2 Replies Latest reply on Apr 26, 2012 2:30 PM by yelin666

    data replication performance issue in 5.1.0 & 5.1.3

    yelin666

      We encountered data replication performance issue in both Infinispan 5.1.3.FINAL & 5.1.0.FINAL. I attached a simple example, which could reproduce the issue. In general, the issue occurs on Windows platforms (I tried on XP & Server 2003) more frequently. On Linux, it may only occur once in a few hours. Also, it happens more frequently to TCP than UDP. So my example is using TCP.

       

      To use the attached example, unzip it to a Windows directory and follow these steps:

      1. Go to cache-write-test directory, run "mvn install".
      2. Go to cache-write-test\target\release diretory, run "run.bat" and leave it there.
      3. Open another cmd window, go to the same directory, run "run.bat >out.log", and leave it running for 20-30 minites.
      4. Open another cmd window, go to the same directory, run "grep --regex="[0123456789]\{3,\} milliseconds" out.log". It will show all replication times more than 100 milliseconds, while the normal case takes no time (0 milliseconds). Sometimes the replication could go more than 800 milliseconds.

       

      Could you please suggest what introduces the big jitter in the replication time?
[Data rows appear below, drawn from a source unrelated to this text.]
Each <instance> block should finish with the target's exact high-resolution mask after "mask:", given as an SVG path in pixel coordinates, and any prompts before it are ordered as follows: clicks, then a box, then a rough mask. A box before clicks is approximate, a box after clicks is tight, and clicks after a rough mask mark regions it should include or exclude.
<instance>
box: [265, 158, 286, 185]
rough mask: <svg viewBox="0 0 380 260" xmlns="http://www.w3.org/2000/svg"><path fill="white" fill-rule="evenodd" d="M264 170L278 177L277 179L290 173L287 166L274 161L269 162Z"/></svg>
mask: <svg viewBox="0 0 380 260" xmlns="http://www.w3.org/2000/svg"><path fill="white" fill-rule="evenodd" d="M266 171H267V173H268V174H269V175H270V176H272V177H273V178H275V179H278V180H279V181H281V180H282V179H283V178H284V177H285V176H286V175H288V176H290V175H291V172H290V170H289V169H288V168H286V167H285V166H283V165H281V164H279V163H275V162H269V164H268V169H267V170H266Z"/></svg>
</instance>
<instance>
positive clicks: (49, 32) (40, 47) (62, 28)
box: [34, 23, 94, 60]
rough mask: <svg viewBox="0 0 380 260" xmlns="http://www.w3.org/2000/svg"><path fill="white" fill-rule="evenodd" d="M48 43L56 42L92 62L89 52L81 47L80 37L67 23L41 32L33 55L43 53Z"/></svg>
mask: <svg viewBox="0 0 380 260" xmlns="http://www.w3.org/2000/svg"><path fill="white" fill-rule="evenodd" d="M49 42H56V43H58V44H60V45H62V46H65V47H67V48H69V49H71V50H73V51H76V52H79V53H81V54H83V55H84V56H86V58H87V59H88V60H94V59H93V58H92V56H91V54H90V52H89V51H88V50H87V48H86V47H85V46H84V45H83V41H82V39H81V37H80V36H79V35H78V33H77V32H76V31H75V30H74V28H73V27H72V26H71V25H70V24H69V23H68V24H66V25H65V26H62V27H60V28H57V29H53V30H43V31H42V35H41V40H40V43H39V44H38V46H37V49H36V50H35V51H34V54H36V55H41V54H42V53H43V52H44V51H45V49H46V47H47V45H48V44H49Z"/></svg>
My JGroups configuration is under cache-writer-test\src\main\resources\my-jgroups-tcp.xml, please let me know if you see any issue in the configuration.

       

      I'd appreciate help on this issue.

       

      Lin

        • 1. Re: data replication performance issue in 5.1.0 & 5.1.3
          belaban

          Hard to say, this could be caused by:

          • Garbage collection. The rule of thumb is that GC stops for 1 sec per GB of heap eventually. This also depends on the OS/JVM used.
          • Both thread pools are configured to discard a message when all threads are in use. This would lead to retransmission and you have 300ms as smallest retransmit time.
          • Flow control: when a sender runs out of credits, it is blocked until the receiver(s) send more credits.

           

          I suggest you enable verbose GC and see if the times when a full GC happened correlate with your hiccups.

          • 2. Re: data replication performance issue in 5.1.0 & 5.1.3
            yelin666

            Per your suggestion on GC, I updated my script, which disabled explicit GC, used CMS GC, and turned on GC logging. I also upgraded to Infinispan 5.1.4.FINAL, which is using JGroups 3.0.9.FINAL. I re-run the test, and the jitters are NOT related to GC.

             

            What you mentioned about thread pools & flow control are the general rules. In my test, I have one cache instance stand by without any activities (just to support the data replication), and another instance updating 50 data objects every 2 seconds. So I don't see those 2 rules would be applicable to my test either.

             

            I attached my simple example again with the new script. Now run the first instance using "run 1", and the second instance using "run 2 >out.log". So could you please try running the test on your Windows platform, and see if you can find out what's the problem? Thanks in advance.